Bertamu adalah bagian dari cara bersillaturrahim. Rasulullah sosok yang santun dan sopan dalam bertamu. Beliau selalu memberikan contoh dan petunjuk bagaimana sebaiknya kita bertamu. Seperti apa adab bertamu yang sering ditauladan kepada umanya? Untuk jelasnya akan diuraikan sebagai berikut:

1. Bertamu Untuk Memenuhi Undangan

Salah satu kewajiban seorang muslim adalah menghadiri undangan yang ditujukan kepadanya, sebagaimana sabda Rasulullah SAW:

عَنْ أَبِي هُرَيْرَةَ َ رَضِيَ اللَّهُ عَنْهُ قَالَ سَمِعْتُ رَسُولَ اللَّهِ صَلَّى اللَّهُ عَلَيْهِ وَسَلَّمَ يَقُولُ حَقُّ الْمُسْلِمِ عَلَى الْمُسْلِمِ خَمْسٌ رَدُّ السَّلَامِ وَعِيَادَةُ الْمَرِيضِ وَاتِّبَاعُ الْجَنَائِزِ وَإِجَابَةُ الدَّعْوَةِ وَتَشْمِيتُ الْعَاطِسِ

Abu Hurairah RA berkata; Aku mendengar Rasulullah shallallahu ‘alaihi wasallam bersabda: “Hak muslim atas muslim lainnya ada lima, yaitu; menjawab salam, menjenguk yang sakit, mengiringi jenazah, memenuhi undangan dan mendoakan orang yang bersin”.

Orang mengundang kita untuk berbagai kepentingan. Ada undangan untuk menghadiri walimatul ‘ursy, aqiqah, lamaran, jamuan makan biasa, bermusyawarah, atau untuk kepentingan lainnya. Para ulama sepakat bahwa undangan apapun hendaknya kita sambut dengan baik sepanjang untuk kebaikan dan tidak terdapat kemungkaran di dalamnya, atau diketahui jamuan tuan rumah berumupa makanan/ minuman haram atau berasal dari yang haram.

Menghadiri undangan adalah bentuk penghormatan kepada pengundang yang berdampak memberikan perasaan senang dan bahagia. Sebaliknya, mengabaikan undangan menimbulkan kekecewaan bagi pengundang. Menyenangkan orang lain merupakan bagian dari amal shaleh.
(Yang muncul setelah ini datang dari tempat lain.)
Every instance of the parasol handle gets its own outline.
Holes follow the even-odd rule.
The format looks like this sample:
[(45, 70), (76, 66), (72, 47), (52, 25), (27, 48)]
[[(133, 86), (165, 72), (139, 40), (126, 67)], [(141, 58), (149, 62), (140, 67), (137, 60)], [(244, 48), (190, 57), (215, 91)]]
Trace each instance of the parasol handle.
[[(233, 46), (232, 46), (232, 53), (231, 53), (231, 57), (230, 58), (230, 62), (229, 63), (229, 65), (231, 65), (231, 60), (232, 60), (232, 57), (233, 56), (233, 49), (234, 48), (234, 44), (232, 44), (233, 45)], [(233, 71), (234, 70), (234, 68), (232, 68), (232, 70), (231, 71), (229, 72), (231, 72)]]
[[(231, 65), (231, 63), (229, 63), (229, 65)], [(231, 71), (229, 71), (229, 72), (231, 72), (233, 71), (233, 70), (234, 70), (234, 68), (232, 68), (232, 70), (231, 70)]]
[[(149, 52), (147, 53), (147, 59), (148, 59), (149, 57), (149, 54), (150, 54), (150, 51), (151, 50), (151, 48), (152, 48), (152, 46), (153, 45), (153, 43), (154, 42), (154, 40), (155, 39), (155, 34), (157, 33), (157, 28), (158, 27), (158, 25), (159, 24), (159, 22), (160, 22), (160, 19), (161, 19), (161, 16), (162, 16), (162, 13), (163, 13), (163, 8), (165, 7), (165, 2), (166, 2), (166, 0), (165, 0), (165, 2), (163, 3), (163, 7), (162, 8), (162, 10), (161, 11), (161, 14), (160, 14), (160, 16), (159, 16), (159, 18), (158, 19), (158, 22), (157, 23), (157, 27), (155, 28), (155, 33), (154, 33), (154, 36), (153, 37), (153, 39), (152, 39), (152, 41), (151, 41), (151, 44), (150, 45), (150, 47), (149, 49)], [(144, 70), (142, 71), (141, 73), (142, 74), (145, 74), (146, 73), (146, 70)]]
2. Bertamu atas inisiatif sendiri

Bertamu bisa dilakukan atas inisitif sendiri untuk menyambung dan memperkuat sillaturrahim dengan para sahabat. Sillaturrahim memperluas rejeki dan memanjangkan umur, sebagaimana sabda rasulullah SAW sbb:

عَنْ ابْنِ شِهَابٍ قَالَ أَخْبَرَنِي أَنَسُ بْنُ مَالِكٍ أَنَّ رَسُولَ اللَّهِ صَلَّى اللَّهُ عَلَيْهِ وَسَلَّمَ قَالَ مَنْ أَحَبَّ أَنْ يُبْسَطَ لَهُ فِي رِزْقِهِ وَيُنْسَأَ لَهُ فِي أَثَرِهِ فَلْيَصِلْ رَحِمَهُ

Dari Ibnu Syihab dia berkata; telah mengabarkan kepadaku Anas bin Malik bahwa Rasulullah SAW bersabda: “Barangsiapa ingin dilapangkan pintu rizqi untuknya dan dipanjangkan umurnya hendaknya ia menyambung tali silaturrahmi.” (HR Bukhari)
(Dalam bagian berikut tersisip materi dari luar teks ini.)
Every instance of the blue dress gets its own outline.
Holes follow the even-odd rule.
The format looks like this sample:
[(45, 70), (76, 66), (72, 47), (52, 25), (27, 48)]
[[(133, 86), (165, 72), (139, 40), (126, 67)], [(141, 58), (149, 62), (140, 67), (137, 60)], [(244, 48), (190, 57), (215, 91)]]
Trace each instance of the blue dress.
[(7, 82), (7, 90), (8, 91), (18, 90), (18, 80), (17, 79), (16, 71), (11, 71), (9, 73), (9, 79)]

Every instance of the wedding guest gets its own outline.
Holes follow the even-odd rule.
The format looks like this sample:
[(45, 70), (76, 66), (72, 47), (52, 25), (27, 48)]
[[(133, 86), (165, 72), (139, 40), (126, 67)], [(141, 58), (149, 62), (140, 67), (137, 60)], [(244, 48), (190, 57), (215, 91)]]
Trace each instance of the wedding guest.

Bertamu bagus dilakukan kepada sahabat yang telah lama tidak berjumpa maupun untuk menunaikan hajat lainnya seperti memberikan hadiah, oleh-oleh atau sedekah; menjenguk anggota keluarga tuan rumah yang sakit; saling bertukar informasi atau pengetahuan; mengembangkan usaha; sekedar kangen-kangenan, atau kepentingan lainnya. Apapun kepentingannya hendaklah semuanya diniatkan karena Allah semata-mata, Insya Allah membawa berkah bagi yang berkunjung maupun bagi tuan rumah.
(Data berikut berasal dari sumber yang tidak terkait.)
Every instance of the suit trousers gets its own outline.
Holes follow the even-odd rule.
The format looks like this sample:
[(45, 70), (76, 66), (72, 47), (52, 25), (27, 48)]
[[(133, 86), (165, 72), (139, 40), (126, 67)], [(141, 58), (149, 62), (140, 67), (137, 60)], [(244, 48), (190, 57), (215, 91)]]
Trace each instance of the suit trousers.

Sebaiknya sebelum datang bertamu meminta ijin terlebih dahulu kepada tuan rumah, dan meminta saran kapan sebaiknya waktu kunjungan. Hal ini penting mengingat bahwa saat ini kesibukan seseorang semakin tinggi. Langsung datang ke rumah memang tidak ada larangan, tetapi tanpa janjian terlebih dahulu ada kemungkinan tidak ketemu atau mungkin mengganggu kesibukan utama tuan rumah. Dengan teknologi informasi yang telah berkembang saat ini, kita bisa meminta ijin melalui telepon atau sms.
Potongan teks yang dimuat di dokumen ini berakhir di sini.